When increased fluorescence intensity by the novel chymotrypsin probe was calculated in vitro by evaluating fluorescence intensity for the various chymotrypsin concentration samples, we confirmed the possibility of quantitative evaluation of chymotrypsin activity with sufficient linearity (Fig. 34.2). Yamashita et al. had previously revealed that this probe could specifically identify pancreatic juice in surgically drained fluids after pancreatic resection [10]. In the same study on patients undergoing pancreaticoduodenectomy, fluorescence imaging, after the chymotrypsin probe was sprayed on filter paper transcribing the pancreatic stump, enabled visualization of a pancreatic leak and accurate estimation of symptomatic postoperative PF [10].

It is also an innovation that the chymotrypsin probe targets the type of protease—not amylase—that can potentially cause severe tissue damage and lead to serious postoperative complications associated with PFs. Postoperative PF is presently diagnosed by evaluating amylase levels [13, 14] using International Study Group on Pancreatic Fistula classification grades [15]. It is unlikely that amylase, which is simply a glycolytic enzyme, directly triggers the complications stemming from postoperative PFs. Some authors have indicated that the current definition of postoperative PF, which is based on amylase levels in drainage fluids, does not always reflect complication severity [16, 17]. Pancreatic protease secretion can result from several factors, such as diet, pancreatic disease, and stimulatory or inhibitory mediators, and may not parallel amylase secretion [18, 19].

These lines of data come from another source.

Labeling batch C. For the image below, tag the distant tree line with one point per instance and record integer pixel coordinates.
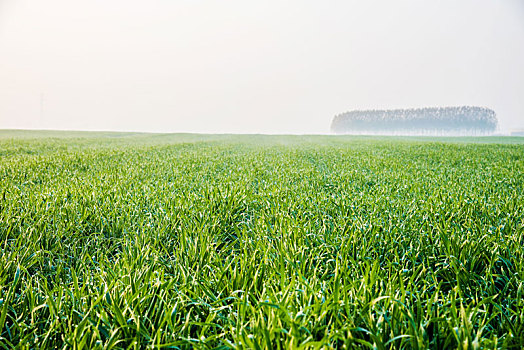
(464, 120)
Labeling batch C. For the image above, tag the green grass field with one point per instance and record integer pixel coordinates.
(114, 240)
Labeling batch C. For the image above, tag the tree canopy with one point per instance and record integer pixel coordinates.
(465, 120)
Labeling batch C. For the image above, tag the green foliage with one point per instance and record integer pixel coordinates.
(158, 241)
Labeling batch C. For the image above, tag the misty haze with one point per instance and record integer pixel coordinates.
(262, 175)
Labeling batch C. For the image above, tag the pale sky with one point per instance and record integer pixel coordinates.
(242, 66)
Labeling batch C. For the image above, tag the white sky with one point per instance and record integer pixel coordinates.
(268, 66)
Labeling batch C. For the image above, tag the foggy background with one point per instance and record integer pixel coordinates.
(244, 66)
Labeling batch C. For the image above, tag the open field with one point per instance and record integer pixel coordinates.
(216, 241)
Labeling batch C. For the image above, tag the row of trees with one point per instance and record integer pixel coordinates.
(464, 120)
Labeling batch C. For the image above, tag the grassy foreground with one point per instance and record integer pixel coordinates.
(185, 241)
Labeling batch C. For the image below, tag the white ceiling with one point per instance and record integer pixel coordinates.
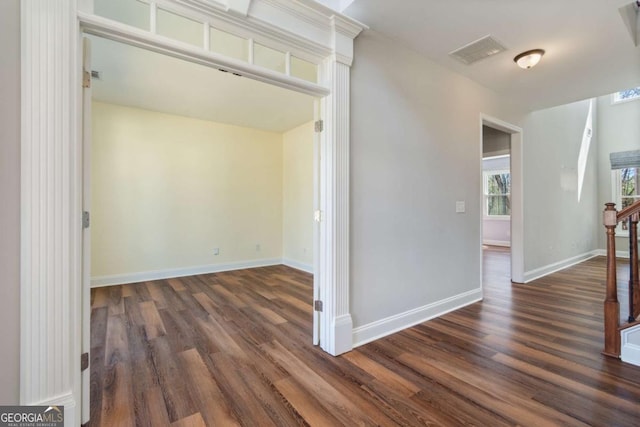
(138, 78)
(589, 50)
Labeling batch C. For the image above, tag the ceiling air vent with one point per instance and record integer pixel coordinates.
(478, 50)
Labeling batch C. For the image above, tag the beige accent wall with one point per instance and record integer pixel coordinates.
(297, 196)
(10, 195)
(167, 190)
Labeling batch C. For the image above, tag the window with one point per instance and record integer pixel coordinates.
(497, 193)
(626, 95)
(628, 187)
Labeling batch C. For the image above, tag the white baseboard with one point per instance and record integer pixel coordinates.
(630, 345)
(619, 254)
(297, 265)
(383, 327)
(506, 243)
(144, 276)
(557, 266)
(71, 412)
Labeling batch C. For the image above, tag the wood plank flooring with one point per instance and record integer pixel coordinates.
(234, 349)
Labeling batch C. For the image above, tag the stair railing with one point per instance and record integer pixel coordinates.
(611, 218)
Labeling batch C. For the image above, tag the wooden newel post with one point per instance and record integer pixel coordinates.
(634, 283)
(611, 305)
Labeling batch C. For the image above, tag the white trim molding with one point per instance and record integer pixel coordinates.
(50, 207)
(630, 345)
(145, 276)
(392, 324)
(557, 266)
(504, 243)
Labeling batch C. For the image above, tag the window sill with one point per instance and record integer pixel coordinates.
(497, 217)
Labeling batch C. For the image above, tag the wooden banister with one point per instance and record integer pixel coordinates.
(611, 304)
(611, 218)
(628, 211)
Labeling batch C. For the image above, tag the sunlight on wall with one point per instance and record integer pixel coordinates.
(584, 149)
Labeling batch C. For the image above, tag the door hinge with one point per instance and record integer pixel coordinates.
(84, 361)
(86, 78)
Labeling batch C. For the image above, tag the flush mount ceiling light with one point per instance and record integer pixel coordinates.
(529, 58)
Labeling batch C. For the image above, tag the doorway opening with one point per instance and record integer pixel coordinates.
(501, 220)
(191, 171)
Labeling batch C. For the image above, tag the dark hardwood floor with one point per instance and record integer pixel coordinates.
(234, 349)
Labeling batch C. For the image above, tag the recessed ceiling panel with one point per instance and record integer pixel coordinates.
(478, 50)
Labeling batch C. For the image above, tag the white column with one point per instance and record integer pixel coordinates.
(336, 334)
(337, 326)
(50, 210)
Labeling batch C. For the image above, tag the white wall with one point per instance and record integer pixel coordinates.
(558, 227)
(10, 195)
(618, 130)
(167, 190)
(415, 151)
(496, 231)
(297, 197)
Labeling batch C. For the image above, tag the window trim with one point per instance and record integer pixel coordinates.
(485, 196)
(616, 191)
(615, 98)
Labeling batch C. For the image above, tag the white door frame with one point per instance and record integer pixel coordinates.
(517, 200)
(51, 173)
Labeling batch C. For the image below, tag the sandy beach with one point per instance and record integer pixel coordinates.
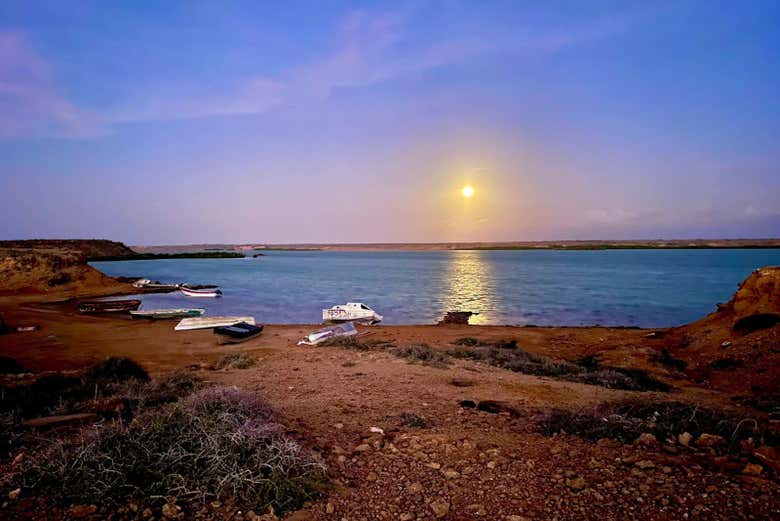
(477, 452)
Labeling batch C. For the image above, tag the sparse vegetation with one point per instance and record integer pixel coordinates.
(587, 371)
(219, 443)
(626, 421)
(421, 353)
(410, 419)
(235, 361)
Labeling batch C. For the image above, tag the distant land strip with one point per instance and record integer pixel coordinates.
(515, 245)
(159, 256)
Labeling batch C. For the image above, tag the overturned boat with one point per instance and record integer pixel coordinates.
(206, 291)
(237, 333)
(351, 312)
(188, 324)
(108, 306)
(167, 314)
(339, 330)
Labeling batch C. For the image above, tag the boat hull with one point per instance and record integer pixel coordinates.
(200, 293)
(108, 306)
(166, 314)
(189, 324)
(237, 333)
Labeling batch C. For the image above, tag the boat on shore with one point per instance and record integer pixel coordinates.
(237, 333)
(167, 314)
(351, 312)
(326, 333)
(108, 306)
(207, 292)
(188, 324)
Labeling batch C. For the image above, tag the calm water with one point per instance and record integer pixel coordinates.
(648, 288)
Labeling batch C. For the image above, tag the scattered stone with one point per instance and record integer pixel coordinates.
(576, 484)
(710, 440)
(647, 439)
(171, 510)
(79, 511)
(440, 508)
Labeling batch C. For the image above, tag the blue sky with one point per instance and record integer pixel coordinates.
(179, 122)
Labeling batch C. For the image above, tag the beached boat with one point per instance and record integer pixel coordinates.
(236, 333)
(207, 292)
(108, 306)
(339, 330)
(166, 314)
(351, 312)
(210, 322)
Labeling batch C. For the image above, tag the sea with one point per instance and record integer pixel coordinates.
(645, 288)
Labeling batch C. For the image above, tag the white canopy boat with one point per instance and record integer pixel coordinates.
(188, 324)
(345, 329)
(351, 312)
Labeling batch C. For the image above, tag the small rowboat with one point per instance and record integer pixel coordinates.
(109, 306)
(165, 314)
(188, 324)
(209, 293)
(236, 333)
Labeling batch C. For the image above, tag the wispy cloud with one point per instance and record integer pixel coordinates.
(368, 48)
(30, 104)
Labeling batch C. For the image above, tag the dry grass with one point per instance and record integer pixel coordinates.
(235, 361)
(626, 421)
(218, 443)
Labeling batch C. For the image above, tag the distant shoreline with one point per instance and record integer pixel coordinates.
(218, 249)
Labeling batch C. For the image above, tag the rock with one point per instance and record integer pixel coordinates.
(79, 511)
(769, 456)
(646, 439)
(710, 440)
(576, 484)
(645, 464)
(451, 473)
(171, 510)
(440, 508)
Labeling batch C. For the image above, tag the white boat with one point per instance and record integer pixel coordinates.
(208, 293)
(351, 312)
(345, 329)
(188, 324)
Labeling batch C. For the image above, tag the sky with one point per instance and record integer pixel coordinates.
(293, 122)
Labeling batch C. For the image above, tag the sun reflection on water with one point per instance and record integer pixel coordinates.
(469, 286)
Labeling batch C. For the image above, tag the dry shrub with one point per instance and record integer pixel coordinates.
(626, 421)
(219, 443)
(235, 361)
(410, 419)
(116, 369)
(587, 371)
(421, 353)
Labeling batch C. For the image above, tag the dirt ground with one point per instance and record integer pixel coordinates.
(463, 464)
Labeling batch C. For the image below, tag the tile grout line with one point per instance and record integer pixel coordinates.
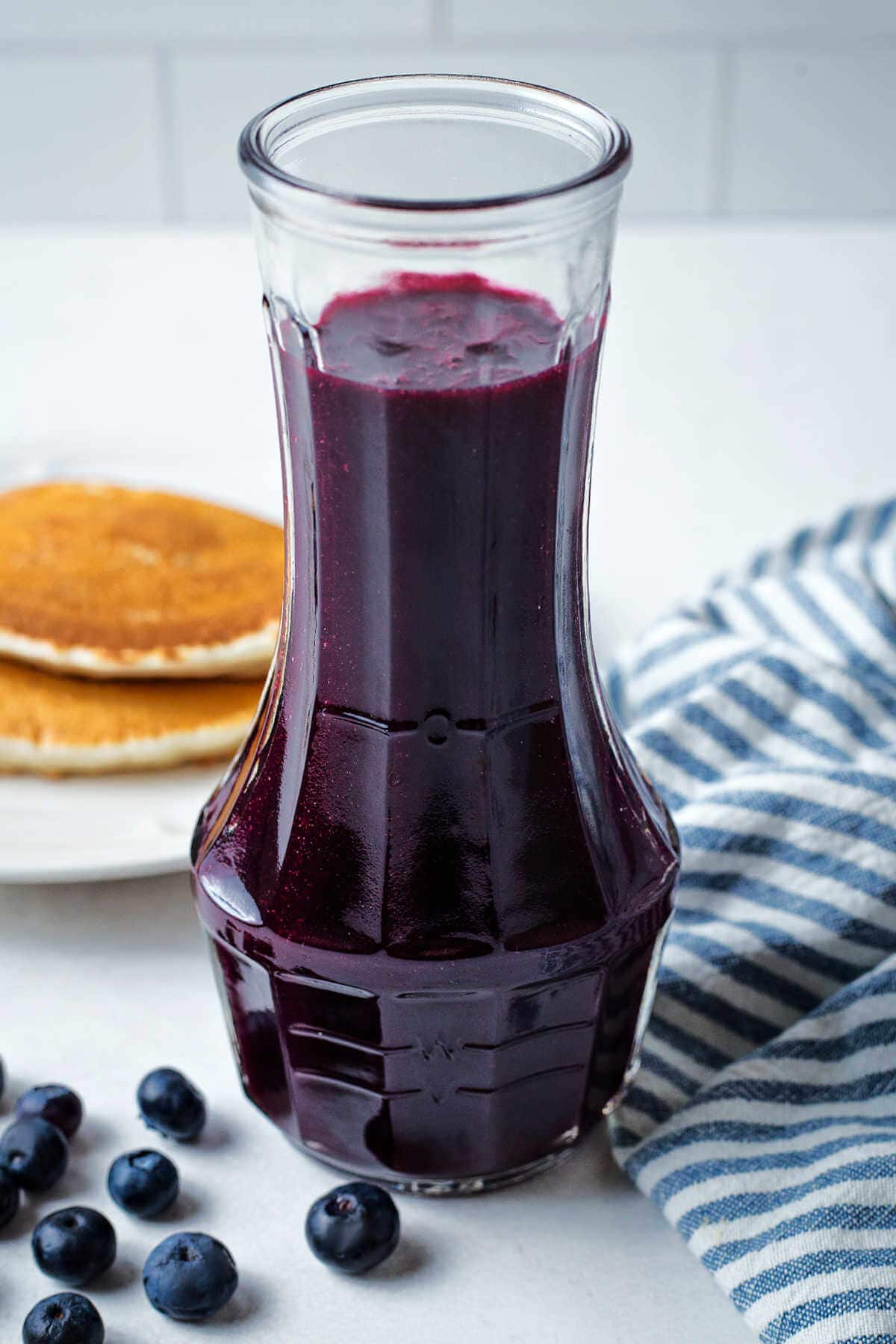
(721, 149)
(168, 140)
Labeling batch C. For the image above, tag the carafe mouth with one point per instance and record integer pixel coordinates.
(435, 143)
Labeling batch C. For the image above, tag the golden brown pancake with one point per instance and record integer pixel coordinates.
(60, 725)
(108, 581)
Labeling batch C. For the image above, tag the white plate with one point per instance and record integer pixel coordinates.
(82, 830)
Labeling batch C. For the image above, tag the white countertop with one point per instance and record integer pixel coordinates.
(747, 389)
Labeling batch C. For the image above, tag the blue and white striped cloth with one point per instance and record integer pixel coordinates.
(763, 1120)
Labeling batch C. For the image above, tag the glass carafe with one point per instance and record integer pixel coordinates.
(435, 880)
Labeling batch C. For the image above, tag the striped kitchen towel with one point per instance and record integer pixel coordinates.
(763, 1120)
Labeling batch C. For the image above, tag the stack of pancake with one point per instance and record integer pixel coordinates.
(136, 626)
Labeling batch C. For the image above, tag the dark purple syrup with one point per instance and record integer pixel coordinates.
(435, 878)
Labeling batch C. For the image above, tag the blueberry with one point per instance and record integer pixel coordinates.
(34, 1152)
(354, 1228)
(54, 1102)
(190, 1277)
(63, 1319)
(169, 1104)
(143, 1183)
(8, 1198)
(74, 1245)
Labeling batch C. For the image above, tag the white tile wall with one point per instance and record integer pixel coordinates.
(211, 20)
(735, 105)
(672, 18)
(815, 132)
(82, 139)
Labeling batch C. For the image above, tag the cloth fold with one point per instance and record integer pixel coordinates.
(763, 1119)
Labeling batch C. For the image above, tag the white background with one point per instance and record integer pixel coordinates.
(129, 109)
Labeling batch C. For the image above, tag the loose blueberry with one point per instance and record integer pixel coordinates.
(144, 1183)
(54, 1102)
(190, 1277)
(169, 1104)
(74, 1245)
(354, 1228)
(8, 1198)
(35, 1154)
(63, 1319)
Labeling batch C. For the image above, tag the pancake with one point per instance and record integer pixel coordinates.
(58, 725)
(108, 581)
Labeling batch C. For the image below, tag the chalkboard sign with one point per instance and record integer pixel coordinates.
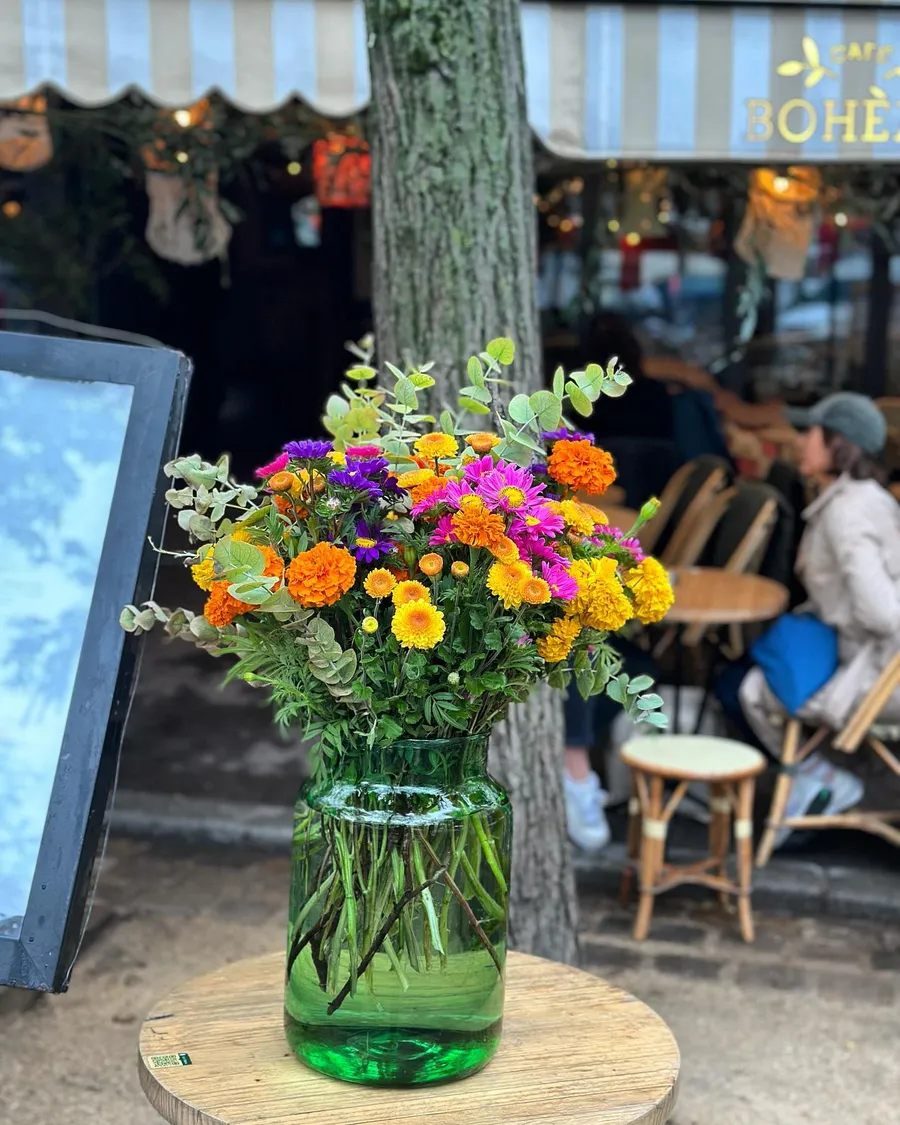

Ideally, the chymotrypsin probe should be sprayed directly onto the pancreatic stump in the patient’s abdominal cavity to enable surgeons to accurately suture the pancreatic leak location. However, such usage has not yet been approved in humans (pending completion of safety trials); therefore, this technique was simulated using a swine model. Chymotrypsin probe was sprayed on the pancreatic stump in abdominal cavity, following full mobilization and division of the pancreatic parenchyma with the Focus Ultracision Harmonic Scalpel (Ethicon Endo-Surgery Inc., Cincinnati, OH, USA). Five minutes after the chymotrypsin probe was sprayed onto the pancreatic stump, fluorescence imaging using a FluorVivo imaging system (INDEC, Inc., Santa Clara, CA) with a blue-filter setting (excitation, 470–490 nm; emission, 515 nm long pass) enabled identification of pancreatic juice leaking point (Fig. 34.3). Fluorescence of pancreatic juice was also identifiable by naked eye examination through light-blocking glasses (515 nm long pass), which enabled surgeons to apply pinpoint sutures and confirm pancreatic leak arrest. This technique may also enable surgeons to determine whether prophylactic abdominal drainage during pancreatic resection is needed, based on protease activities of pancreatic juice in each patient, as well to determine the presence or absence of pancreatic leak after closure/reconstruction of the pancreatic remnant.

In this chapter, mechanistic background and potential roles of fluorescence imaging using chymotrypsin probe are demonstrated. Following preclinical safety trials, first-in human study will be conducted in order to evaluate efficacy of intraoperative real-time fluorescence imaging of pancreatic leak in reducing incidence and severity of postoperative PF.